NEW YORK – It has been mentioned continuously since the Gurlitt trove was recently discovered, revealing hundreds of works by artists censored by the Nazis; and naturally again today, now that George Clooney has produced a movie, Monuments Men, taken from the book by Robert M. Edsel. The moment was therefore ripe to talk about the infamous exhibit on ‘degenerate’ art (Entartete Kunst), organised in Munich in July 1937, which defined the artistic credo of Nazism and confirmed the persecution of Jewish artists and gallery owners. The atmosphere of this roving retrospective that was exhibited in various towns in Germany and Austria until 1939, is shown with images of Hitler and Goebbels in leather raincoats, looking at the incriminated works.
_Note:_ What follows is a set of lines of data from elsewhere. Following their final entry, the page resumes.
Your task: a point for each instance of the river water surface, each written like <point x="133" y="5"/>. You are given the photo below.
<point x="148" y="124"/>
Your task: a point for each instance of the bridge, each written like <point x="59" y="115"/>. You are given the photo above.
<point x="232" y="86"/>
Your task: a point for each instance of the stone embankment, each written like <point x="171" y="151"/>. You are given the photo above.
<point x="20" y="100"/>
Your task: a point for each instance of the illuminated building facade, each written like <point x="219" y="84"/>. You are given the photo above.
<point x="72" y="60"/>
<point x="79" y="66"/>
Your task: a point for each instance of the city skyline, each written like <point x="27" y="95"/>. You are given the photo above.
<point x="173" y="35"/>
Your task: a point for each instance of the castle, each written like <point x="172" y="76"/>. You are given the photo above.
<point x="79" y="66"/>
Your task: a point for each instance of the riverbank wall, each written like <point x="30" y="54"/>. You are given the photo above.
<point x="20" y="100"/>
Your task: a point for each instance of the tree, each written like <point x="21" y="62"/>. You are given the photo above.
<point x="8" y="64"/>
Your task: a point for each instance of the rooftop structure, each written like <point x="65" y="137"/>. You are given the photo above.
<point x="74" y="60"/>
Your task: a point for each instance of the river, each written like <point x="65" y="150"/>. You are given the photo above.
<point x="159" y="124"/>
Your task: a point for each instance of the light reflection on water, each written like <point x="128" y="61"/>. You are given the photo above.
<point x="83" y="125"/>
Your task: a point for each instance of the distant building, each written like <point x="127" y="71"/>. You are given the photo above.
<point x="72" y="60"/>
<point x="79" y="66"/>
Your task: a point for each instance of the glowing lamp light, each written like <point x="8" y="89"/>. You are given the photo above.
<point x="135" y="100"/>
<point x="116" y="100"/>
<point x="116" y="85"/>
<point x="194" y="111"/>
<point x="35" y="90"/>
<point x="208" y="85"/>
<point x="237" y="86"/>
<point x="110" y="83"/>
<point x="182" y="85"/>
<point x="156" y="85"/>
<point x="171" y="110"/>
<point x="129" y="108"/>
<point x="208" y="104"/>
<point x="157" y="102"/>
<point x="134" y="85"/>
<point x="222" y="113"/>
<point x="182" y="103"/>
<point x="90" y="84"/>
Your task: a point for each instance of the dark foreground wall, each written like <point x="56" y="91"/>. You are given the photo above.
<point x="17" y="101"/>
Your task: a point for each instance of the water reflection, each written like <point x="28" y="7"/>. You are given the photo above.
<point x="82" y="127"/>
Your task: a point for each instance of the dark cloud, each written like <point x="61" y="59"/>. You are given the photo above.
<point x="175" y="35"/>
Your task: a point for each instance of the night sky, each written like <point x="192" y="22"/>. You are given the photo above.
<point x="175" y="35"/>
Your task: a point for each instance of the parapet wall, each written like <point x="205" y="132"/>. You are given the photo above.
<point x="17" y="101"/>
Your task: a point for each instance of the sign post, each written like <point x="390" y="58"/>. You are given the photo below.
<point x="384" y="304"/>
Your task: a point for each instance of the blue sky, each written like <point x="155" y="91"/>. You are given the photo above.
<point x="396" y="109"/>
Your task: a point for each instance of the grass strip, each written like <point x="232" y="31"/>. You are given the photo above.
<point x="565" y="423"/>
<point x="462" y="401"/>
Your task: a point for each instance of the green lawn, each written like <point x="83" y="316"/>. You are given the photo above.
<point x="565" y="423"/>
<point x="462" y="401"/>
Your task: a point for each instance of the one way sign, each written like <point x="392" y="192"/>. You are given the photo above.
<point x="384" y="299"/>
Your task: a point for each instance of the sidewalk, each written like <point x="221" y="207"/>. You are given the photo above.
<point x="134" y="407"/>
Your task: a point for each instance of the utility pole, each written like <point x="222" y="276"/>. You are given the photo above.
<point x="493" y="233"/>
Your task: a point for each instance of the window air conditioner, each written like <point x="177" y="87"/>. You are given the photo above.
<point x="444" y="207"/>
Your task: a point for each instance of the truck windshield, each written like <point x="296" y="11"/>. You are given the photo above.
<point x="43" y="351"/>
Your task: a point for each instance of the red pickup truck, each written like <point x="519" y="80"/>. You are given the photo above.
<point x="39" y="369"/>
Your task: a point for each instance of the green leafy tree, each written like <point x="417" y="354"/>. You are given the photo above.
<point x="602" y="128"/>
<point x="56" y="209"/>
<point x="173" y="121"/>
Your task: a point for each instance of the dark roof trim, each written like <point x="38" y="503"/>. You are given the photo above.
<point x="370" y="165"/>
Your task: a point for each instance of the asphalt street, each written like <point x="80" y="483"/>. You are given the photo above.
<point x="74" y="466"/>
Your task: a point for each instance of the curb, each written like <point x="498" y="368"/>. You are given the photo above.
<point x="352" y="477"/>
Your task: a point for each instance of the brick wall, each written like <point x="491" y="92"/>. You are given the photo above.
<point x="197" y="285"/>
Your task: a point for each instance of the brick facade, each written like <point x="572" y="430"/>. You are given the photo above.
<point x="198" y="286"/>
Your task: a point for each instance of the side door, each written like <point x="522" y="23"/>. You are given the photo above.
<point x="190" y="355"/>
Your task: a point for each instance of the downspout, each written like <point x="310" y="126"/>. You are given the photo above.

Among those that were not destroyed nor lost, there is a significant selection, something of a litany of the great names of art of the 20th century: Beckmann, Kirchner, Klee, Kokoschka next to lesser known artists such as Mataré, Rohlf and Heckel. The curators tried to go back to the roots of this racist vision of art, and in various circumstances quote Alfred Rosenberg, Nietzsche and further back Max Nordau, the son of a rabbi on Budapest, who drew up at the end of the XIXth century the first typology of a ‘healthy’ form of art and that of a ‘degenerate’ form.
Degenerate Art. The Attack on Modern Art in Nazi Germany 1937 at the Neue Galerie, from 13 March to 30 June 2014.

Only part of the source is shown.